The real Richard Nixon might have been all of those things, but he was also so much more. That’s why portrayals throughout the years, from the rightfully acclaimed performances of Anthony Hopkins and Frank Langella to even Dan Hedaya’s acting alchemy in Dick never seem to capture the man in full. It’s Mallon who has finally figured out the secret sauce: Richard Nixon defines us more than we could ever define him. He is his own archetype.
And it’s just the Old Man’s luck that he’s made all the more fascinating in Watergate by getting to share Mallon’s glittering stage with three female characters of equal depth. While Pat Nixon, Rose Mary Woods, Nixon’s secretary, and Alice Roosevelt Longworth, the grand dame of D.C. politics, each share a unique love for Richard Nixon, it is by no means blind loyalty.
Mallon paints the trio’s dedication to Nixon in specific, complicated ways and each character is provided with their own imaginative space outside his presidency. Pat Nixon fondly drifts in and out of the memory of an extramarital affair that took place during their exile years in New York, between the time her husband lost the California governor’s race in 1962 and the 1968 presidential election. Rose Mary Woods struggles to balance her monk-like dedication to her boss with having a semblance of life outside 1600 Pennsylvania Ave. And then there’s Alice Roosevelt Longworth, the nonagenarian daughter of President Theodore Roosevelt. She knows where all the bodies are buried and serves her endless supply of bons mots with a side of acid strong enough to make the creature in Alien melt.
While Alice Longworth practically steals every scene she’s in, Mallon isn’t satisfied with simply making her a Lady Bracknell for the DC set. As the novel progresses, she’s revealed to be the ideal emotional consigliere for Nixon. Below her hilariously cutting, emeritus ice queen routine is a roiling sea of unending torment made manifest by the suicide of her only daughter decades before. Like Nixon, the triumphs, grudges and secrets of the past both provide her with unwielding power and hold her hostage. It’s of no surprise then that near the end of the novel, on the night before Nixon’s resignation, it’s Longworth who sets weepy, self-pitying Tricky Dick on the course towards eventual public redemption.

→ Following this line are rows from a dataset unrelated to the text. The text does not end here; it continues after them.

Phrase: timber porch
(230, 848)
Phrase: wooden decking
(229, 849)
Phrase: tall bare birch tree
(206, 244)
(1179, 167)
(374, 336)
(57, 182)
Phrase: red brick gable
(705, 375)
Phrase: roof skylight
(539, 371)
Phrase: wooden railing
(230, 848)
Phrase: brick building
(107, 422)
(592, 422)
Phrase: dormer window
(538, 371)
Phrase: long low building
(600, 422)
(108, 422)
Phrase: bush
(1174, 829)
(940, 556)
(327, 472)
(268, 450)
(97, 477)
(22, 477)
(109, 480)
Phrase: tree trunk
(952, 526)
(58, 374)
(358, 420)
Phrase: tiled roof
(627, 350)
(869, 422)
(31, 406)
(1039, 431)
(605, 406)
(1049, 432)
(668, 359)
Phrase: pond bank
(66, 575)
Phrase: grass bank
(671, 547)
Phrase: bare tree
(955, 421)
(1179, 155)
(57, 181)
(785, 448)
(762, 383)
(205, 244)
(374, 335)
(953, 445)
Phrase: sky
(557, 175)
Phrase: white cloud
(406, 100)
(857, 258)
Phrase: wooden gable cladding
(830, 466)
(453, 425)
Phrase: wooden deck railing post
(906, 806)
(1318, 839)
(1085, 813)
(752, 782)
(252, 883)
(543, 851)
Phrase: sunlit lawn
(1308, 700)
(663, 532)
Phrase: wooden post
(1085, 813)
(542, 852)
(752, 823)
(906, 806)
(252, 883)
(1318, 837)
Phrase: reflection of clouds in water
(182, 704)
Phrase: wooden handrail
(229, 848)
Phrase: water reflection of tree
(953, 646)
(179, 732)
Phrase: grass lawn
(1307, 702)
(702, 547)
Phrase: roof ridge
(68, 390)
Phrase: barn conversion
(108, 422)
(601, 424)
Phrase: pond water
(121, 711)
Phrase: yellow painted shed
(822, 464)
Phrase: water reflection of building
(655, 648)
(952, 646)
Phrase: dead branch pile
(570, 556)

While Mallon works hard at giving Watergate perpetrators such as Fred LaRue and Howard Hunt three dimensions, one can’t help but be slightly disappointed when the novel says temporary farewells to Nixon and his Three Graces. (Of course, it’s a very forgivable sin to write characters with so much depth that they hold our imagination captive even when we’re not with them.)
Only Elliot Richardson, the Massachusetts blue blood who foolishly thinks that the key to his own presidency will be resigning from his post as Attorney General when he refuses Nixon’s order to fire Watergate special prosecutor Archibald Cox, makes a manly impression. Richardson is the consummate Washington player, bouncing from job to job like Tigger, always analyzing how the next post can get hem closer to the throne. But as Mallon deftly reveals, many of those “can’t miss” moves have hidden booby traps and an heir apparent can just as quickly become an exile of his own making.
For the most part, Mallon has managed to endow his novel with a narrative and expositional balance that should satisfy those who once thought kaftans were sexy and those who believe that “gate” was always just a generic adjective for scandal. What matters most is that Mallon has far surpassed the basic goal of any successful work of historical fiction. History doesn’t just come alive in Watergate, the novel feels more real than fact.